Stel dat dit onderzoek serieuze pretenties had. Dan had elke bekwame journalist kunnen zien dat die pretenties ten onrechte waren. Beoordeeld worden moppen die door bezoekers van de site zijn ingestuurd. Deze worden vervolgens beoordeeld door bezoekers van de site - andere bezoekers, of dezelfde.

 

Het onderzoek lijdt dus aan de methodologische euvelen die de meeste onderzoeksprojecten via internet bij voorbaat onzinnig maken: de proefpersonen komen uit de subpopulatie die internet (intensief) gebruikt, elke persoon kan eindeloos vaak zijn mening geven, en er is geen controle op hun invoer. Zo wordt er gevraagd naar leeftijd en nationaliteit. Zolang je geen aperte onzin invoert (1 jaar oud, Tsjetsjeen) wordt dit gewoon aan de 'meetgegevens' toegevoegd.

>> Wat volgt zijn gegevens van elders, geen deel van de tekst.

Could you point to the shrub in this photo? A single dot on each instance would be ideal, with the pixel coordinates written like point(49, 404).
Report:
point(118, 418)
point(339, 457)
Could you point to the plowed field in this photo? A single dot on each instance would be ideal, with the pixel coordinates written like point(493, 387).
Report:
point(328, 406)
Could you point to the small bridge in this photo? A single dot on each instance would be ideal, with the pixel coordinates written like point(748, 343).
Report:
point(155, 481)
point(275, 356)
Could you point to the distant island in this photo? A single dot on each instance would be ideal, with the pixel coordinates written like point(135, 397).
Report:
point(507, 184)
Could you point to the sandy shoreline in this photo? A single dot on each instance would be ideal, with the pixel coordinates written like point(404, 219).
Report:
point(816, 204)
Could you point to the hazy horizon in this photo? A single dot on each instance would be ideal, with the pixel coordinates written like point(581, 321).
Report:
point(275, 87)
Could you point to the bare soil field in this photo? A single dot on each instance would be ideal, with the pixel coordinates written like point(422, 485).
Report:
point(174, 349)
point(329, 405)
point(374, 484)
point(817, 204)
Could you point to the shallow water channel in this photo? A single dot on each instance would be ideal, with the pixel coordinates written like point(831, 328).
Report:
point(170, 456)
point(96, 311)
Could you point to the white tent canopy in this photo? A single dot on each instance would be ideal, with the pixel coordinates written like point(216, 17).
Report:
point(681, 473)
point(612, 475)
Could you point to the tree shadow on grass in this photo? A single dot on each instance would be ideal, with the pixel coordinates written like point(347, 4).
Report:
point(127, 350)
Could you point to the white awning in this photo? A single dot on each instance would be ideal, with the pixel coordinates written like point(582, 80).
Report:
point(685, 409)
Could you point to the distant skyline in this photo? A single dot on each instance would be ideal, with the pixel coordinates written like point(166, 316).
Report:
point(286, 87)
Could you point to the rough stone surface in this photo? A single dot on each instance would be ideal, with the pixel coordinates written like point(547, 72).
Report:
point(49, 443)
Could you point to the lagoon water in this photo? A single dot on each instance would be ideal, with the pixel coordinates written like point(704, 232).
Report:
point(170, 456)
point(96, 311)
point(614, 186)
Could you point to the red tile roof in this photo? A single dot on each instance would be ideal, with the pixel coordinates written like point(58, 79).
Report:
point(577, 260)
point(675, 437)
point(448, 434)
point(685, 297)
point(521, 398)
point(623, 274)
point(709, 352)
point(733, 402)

En het is de uitgesproken bedoeling van de onderzoekers om gevoel voor humor behalve per nationaliteit en sekse inderdaad ook per leeftijdsgroep te onderzoeken.

 

Als het onderzoek serieuze pretenties had, wat de kranten die erover rapporteerden blijkbaar hebben aangenomen, hadden de redacties ook even moeten kijken naar de figuur van de onderzoeksleider Richard Wiseman, een echte mediageleerde, gek op aandacht en publiciteit. Vanaf de homepage van het Laughlab hadden ze met drie welgemikte klikken de pagina kunnen vinden van zijn vorige project, The Mind Machine (ook iets met publieksparticipatie), waar wordt aangekondigd dat 'de resultaten in 1999 hier zullen worden gepubliceerd.'

 

Als dit onderzoek serieuze pretenties had. Hoewel de deelnemende onderzoekers dit met de mond belijden, is het tegendeel het geval. Het is een speerpunt van het Britse Science Year, bedoeld om vooral jongelui van 10 tot 19 jaar oud voor de wetenschap te interesseren. Dat doe je met iets leuks, waar je mensen bij betrekt, en waarvan je niet zegt dat het wetenschappelijk waardeloos is, ook al is dat eigenlijk wel zo. En o ja, een belangrijke eis is dat het publiciteit oplevert, liefst periodiek. Als moppen het onderwerp van onderzoek zijn en de naam van een echte professor eraan is verbonden vinden weinig journalisten het nodig een vraag te stellen. Dan schrijven ze snel dat stukje. In de wetenschappelijke pers komt het nooit.

 

Herbert Blankesteijn

 

PS Waarom steekt een kip de straat over? Om aan de andere kant te komen. Volgens de huidige stand van het onderzoek de minst leuke (van de ingezonden moppen). Ik vind het een van de leukste. Zegt dat iets over mij of over het onderzoek? Het maakt in elk geval duidelijk, wat noch de kranten, noch de onderzoekers hebben benadrukt, dat het hier gaat om Engelstalige moppen. Vind je het gek dat Fransen dan een ander gevoel voor humor blijken te hebben?